RCA : coup de filet contre des présumés braqueurs sur l’axe Markounda-Nangha Boguila

Les autorités sécuritaires centrafricaines annoncent avoir porté un coup à la criminalité routière dans le nord-ouest du pays. Plusieurs individus soupçonnés d’être impliqués dans une série de braquages sur l’axe Markounda-Nangha Boguila ont été interpellés à la suite d’une opération menée par les forces de sécurité. Placés sous mandat de dépôt à Bossangoa, les suspects devront désormais répondre des faits qui leur sont reprochés devant la justice.

La lutte contre l’insécurité sur les axes routiers se poursuit dans la région de sécurité n°3 de la République centrafricaine. À Markounda, plusieurs personnes soupçonnées d’avoir participé à des actes de braquage visant les usagers de la route reliant la localité à Nangha Boguila ont été arrêtées à l’issue d’une opération menée par les services de sécurité.

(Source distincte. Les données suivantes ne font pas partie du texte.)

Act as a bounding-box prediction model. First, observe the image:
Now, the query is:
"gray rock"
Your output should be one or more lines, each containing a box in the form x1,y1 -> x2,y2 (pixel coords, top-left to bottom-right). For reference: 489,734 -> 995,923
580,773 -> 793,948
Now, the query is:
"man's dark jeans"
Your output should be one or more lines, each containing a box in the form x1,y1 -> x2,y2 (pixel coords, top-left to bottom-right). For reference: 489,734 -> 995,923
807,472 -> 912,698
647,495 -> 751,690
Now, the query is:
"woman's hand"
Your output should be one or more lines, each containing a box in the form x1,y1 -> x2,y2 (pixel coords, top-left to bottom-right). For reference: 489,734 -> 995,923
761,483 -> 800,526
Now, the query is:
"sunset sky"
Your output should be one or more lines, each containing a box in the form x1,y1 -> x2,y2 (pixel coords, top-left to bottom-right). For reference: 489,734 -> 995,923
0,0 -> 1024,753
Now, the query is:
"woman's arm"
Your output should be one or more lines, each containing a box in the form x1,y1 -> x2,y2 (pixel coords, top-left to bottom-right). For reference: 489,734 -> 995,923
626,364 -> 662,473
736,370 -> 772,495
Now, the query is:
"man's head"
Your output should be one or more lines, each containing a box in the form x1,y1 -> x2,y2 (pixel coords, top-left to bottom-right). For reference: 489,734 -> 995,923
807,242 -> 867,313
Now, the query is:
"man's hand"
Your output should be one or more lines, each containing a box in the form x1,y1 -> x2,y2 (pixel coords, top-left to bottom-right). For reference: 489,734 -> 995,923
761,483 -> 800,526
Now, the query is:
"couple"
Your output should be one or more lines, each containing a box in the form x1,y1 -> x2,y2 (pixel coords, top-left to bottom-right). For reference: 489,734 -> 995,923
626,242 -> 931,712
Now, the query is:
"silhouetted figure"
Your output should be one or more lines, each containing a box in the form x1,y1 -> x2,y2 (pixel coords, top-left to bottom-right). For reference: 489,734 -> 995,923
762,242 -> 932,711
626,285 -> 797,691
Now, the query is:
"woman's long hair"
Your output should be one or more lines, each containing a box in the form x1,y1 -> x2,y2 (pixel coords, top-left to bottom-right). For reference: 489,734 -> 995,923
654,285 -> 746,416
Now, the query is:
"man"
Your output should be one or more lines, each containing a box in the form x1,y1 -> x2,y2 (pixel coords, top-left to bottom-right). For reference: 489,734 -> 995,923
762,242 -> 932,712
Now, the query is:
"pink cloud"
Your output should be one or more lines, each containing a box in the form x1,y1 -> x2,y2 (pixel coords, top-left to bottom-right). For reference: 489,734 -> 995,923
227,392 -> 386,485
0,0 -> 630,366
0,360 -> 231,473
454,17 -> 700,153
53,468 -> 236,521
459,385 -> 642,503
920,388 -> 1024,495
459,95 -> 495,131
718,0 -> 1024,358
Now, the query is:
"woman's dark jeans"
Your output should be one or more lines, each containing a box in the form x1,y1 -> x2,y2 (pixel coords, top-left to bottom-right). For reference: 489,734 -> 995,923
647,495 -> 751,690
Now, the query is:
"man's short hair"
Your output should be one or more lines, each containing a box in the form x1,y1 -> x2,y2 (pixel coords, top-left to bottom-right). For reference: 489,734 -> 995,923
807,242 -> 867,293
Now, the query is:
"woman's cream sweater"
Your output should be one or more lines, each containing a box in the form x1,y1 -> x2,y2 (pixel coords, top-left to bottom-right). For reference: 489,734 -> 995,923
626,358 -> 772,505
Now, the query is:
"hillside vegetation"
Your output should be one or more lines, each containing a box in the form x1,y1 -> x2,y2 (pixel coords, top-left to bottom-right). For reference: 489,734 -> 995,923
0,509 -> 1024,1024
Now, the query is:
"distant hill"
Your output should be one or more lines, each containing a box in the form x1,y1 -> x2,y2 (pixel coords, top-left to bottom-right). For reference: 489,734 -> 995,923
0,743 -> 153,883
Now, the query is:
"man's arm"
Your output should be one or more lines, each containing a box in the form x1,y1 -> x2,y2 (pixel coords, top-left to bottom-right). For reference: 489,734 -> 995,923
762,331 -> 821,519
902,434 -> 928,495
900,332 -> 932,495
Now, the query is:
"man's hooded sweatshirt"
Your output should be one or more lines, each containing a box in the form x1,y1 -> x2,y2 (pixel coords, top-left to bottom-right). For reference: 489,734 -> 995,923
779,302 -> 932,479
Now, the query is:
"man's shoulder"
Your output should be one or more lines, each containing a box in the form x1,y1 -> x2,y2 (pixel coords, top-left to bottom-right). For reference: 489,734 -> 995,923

Ces interpellations interviennent après une multiplication des plaintes de riverains et d’usagers, préoccupés par la recrudescence des actes criminels sur cet axe. Face au sentiment d’insécurité grandissant, les autorités locales ont engagé des investigations afin d’identifier les auteurs présumés de ces attaques et de mettre un terme aux agissements des groupes soupçonnés d’opérer dans la zone.

Une opération supervisée par les responsables de la sécurité

Pour donner une impulsion particulière à cette opération, le directeur régional n°3 de la sécurité, le commissaire divisionnaire Bodoin Narcisse Yakende, s’est personnellement rendu à Markounda le 29 août 2026. Sur place, il a supervisé les opérations conduites avec l’appui du commissaire de la ville, le capitaine Yongo Éric, et des éléments placés sous son commandement.

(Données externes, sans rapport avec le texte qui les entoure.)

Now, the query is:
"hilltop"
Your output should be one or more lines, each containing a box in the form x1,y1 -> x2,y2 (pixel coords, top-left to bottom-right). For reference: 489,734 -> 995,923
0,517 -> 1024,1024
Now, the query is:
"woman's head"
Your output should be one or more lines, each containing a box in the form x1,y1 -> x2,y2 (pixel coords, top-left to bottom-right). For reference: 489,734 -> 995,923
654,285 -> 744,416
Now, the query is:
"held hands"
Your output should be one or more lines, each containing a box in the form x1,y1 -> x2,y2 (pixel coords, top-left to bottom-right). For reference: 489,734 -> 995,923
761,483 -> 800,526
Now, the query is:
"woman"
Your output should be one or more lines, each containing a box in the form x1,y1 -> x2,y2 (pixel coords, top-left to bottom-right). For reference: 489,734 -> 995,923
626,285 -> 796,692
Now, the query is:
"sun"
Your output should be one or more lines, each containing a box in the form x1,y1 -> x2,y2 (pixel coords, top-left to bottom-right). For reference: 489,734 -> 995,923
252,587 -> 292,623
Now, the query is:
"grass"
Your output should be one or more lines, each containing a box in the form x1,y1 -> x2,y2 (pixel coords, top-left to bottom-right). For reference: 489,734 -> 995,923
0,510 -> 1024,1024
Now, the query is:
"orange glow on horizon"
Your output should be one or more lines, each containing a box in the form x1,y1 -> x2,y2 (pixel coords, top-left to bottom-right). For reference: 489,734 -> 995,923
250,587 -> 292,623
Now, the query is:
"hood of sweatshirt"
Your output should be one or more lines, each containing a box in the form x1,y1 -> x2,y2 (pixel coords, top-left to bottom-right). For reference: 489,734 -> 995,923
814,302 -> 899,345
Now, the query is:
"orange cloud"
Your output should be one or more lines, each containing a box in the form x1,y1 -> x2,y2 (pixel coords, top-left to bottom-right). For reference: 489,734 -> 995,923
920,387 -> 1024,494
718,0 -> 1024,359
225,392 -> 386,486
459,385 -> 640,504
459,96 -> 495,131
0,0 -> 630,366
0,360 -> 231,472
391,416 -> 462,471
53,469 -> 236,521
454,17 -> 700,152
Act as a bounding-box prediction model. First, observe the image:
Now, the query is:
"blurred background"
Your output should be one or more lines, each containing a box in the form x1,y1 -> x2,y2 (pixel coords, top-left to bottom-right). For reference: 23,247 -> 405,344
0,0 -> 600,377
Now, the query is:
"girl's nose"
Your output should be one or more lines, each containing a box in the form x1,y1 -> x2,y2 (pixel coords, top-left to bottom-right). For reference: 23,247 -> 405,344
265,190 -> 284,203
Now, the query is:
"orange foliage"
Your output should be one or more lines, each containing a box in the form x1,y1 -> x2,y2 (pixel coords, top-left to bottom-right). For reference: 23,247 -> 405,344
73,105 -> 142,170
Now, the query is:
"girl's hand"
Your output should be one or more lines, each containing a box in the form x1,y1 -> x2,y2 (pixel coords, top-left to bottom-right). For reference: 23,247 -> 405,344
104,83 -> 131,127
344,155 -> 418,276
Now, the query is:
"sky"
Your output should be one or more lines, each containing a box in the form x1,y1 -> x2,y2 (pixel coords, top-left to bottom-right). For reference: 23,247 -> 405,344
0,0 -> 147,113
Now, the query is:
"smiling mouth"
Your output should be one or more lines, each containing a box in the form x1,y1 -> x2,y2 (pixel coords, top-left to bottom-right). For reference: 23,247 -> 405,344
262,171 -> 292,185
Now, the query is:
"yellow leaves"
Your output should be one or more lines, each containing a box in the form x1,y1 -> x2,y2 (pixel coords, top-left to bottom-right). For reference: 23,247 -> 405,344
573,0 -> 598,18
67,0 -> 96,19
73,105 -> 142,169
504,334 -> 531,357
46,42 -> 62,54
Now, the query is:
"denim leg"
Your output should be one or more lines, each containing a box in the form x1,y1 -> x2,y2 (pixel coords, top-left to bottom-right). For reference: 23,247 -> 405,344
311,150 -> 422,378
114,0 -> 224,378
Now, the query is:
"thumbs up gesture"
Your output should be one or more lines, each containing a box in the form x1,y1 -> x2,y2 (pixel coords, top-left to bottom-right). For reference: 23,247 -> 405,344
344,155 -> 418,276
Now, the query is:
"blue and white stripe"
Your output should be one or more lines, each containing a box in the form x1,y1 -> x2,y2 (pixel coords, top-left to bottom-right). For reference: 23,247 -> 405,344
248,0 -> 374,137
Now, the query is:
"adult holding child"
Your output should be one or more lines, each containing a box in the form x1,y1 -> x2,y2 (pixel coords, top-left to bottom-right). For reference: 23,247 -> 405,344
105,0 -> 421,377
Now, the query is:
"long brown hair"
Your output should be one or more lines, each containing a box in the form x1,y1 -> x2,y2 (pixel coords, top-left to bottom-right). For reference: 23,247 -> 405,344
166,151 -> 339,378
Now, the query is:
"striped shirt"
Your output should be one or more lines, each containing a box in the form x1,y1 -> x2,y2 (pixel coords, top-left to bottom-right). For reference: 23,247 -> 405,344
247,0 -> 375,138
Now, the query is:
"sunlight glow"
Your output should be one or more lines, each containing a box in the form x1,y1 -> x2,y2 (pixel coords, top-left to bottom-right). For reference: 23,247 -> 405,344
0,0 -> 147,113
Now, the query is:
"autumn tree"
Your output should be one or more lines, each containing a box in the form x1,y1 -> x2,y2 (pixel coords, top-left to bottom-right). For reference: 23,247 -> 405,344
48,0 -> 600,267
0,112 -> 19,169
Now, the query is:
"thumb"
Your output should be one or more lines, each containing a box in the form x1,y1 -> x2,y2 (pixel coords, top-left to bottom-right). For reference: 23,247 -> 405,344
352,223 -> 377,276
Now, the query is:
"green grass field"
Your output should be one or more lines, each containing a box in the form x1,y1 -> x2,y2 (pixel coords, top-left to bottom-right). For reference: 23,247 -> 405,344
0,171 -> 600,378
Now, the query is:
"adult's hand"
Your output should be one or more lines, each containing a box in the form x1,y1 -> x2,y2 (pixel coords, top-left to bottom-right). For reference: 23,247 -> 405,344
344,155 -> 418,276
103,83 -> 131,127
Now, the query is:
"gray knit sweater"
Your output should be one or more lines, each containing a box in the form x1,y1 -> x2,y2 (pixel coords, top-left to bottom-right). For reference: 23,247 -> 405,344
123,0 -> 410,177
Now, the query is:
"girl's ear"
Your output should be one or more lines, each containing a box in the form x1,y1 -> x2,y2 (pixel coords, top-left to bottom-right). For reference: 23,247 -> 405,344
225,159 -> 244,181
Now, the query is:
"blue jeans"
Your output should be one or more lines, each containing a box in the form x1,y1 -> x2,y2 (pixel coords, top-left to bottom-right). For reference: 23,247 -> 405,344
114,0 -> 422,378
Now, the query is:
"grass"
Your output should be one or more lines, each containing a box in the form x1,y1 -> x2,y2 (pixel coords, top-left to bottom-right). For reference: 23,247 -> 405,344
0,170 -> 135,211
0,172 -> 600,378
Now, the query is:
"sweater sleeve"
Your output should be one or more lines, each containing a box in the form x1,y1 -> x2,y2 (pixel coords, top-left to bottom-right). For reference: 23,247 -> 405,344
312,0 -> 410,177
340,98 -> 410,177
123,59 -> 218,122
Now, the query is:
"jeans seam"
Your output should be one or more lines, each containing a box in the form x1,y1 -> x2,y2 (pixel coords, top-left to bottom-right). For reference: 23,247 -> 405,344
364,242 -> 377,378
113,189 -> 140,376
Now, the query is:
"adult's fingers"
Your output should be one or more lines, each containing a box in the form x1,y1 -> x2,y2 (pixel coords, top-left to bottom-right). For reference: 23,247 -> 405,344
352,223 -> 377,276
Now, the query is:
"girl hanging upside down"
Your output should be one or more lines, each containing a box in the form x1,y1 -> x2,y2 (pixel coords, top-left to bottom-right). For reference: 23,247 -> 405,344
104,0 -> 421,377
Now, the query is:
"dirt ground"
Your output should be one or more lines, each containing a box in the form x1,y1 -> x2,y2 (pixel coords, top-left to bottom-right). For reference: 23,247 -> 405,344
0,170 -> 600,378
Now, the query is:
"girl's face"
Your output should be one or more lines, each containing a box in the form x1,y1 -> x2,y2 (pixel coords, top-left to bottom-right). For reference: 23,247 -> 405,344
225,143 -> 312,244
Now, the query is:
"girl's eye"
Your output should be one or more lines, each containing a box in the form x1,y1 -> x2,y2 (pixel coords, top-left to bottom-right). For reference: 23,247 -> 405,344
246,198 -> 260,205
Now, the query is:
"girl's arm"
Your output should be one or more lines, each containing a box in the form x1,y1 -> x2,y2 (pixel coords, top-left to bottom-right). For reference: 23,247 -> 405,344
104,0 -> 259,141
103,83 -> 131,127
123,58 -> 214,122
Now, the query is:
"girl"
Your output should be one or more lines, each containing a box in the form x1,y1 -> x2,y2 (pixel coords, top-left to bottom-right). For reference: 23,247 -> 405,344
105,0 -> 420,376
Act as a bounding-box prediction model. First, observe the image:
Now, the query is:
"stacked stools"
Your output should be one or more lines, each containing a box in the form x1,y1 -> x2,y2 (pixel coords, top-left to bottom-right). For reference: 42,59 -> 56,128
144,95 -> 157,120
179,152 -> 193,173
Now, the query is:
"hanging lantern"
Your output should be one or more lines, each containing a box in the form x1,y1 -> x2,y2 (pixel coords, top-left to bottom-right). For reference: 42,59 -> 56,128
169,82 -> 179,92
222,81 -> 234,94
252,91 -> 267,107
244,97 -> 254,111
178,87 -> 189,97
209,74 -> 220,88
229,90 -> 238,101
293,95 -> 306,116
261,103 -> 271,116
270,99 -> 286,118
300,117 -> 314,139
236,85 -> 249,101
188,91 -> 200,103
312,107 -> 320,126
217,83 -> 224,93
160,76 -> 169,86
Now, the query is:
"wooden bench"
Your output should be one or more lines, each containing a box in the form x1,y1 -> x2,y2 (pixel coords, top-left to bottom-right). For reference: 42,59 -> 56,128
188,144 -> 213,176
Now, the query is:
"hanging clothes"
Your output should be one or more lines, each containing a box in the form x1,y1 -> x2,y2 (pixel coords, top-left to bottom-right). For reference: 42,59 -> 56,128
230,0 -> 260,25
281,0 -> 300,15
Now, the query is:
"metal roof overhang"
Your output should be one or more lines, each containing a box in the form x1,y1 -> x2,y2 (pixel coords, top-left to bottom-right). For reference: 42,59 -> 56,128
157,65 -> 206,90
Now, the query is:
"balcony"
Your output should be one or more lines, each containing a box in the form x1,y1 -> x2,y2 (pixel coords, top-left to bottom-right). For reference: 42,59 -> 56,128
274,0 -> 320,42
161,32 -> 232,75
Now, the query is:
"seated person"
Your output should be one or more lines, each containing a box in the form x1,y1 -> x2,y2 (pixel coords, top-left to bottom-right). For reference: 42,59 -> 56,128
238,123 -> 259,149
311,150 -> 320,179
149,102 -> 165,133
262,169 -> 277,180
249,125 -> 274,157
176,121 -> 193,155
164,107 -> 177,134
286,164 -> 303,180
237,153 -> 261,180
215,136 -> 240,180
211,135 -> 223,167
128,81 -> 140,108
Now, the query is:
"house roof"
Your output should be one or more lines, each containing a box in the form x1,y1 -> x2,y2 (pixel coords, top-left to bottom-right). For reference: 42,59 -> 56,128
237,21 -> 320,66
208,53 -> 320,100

Cette mobilisation traduit la volonté des responsables sécuritaires de renforcer leur présence dans les zones considérées comme sensibles et de répondre plus efficacement aux préoccupations exprimées par les populations.

À l’issue de l’opération, les personnes interpellées ont été transférées devant les autorités judiciaires compétentes. Présentées au Tribunal de grande instance de Bossangoa, elles ont finalement été placées sous mandat de dépôt le 1er septembre 2026 à la Maison centrale de Bossangoa, dans l’attente de la suite de la procédure judiciaire.

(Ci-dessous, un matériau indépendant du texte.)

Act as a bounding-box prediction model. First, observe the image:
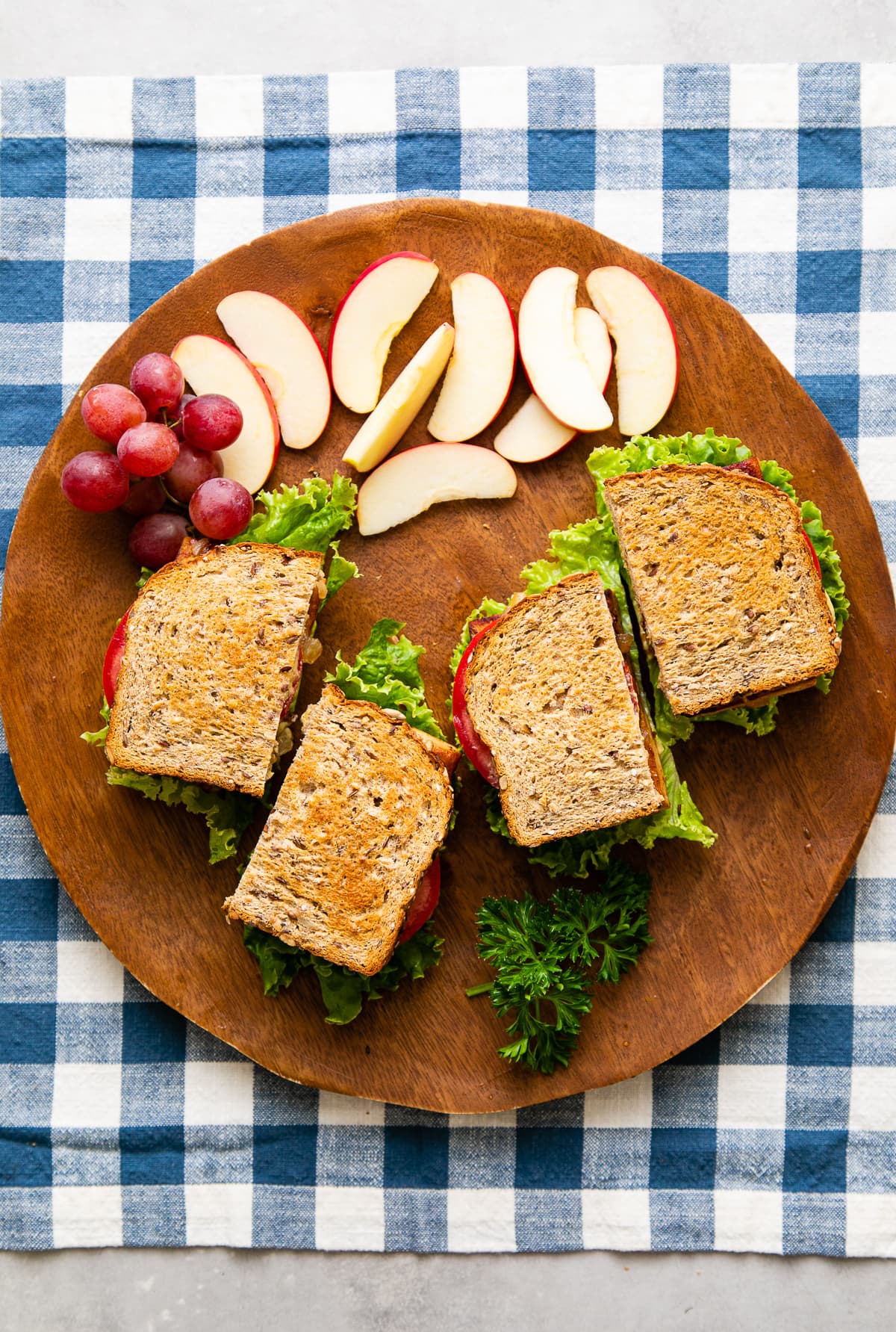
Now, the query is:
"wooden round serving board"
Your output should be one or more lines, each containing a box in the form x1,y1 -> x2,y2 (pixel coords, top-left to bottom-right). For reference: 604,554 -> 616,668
0,199 -> 896,1112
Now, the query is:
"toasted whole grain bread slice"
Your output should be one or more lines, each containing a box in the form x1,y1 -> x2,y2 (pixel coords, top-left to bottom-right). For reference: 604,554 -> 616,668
224,684 -> 454,976
603,463 -> 840,716
466,573 -> 668,846
105,542 -> 326,795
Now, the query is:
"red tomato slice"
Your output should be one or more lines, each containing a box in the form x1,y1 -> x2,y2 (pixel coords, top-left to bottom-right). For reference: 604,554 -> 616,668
102,610 -> 131,707
398,856 -> 442,943
451,621 -> 498,786
803,527 -> 821,578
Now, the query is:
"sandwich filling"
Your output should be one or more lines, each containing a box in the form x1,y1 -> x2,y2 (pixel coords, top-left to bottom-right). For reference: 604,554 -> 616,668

Rassurer les populations et sécuriser les axes routiers

Au-delà des arrestations, cette opération vise également à envoyer un signal aux populations confrontées aux actes de criminalité sur les routes de l’intérieur du pays. Dans plusieurs localités, la sécurisation des déplacements constitue un enjeu majeur, tant pour les habitants que pour les activités économiques et commerciales.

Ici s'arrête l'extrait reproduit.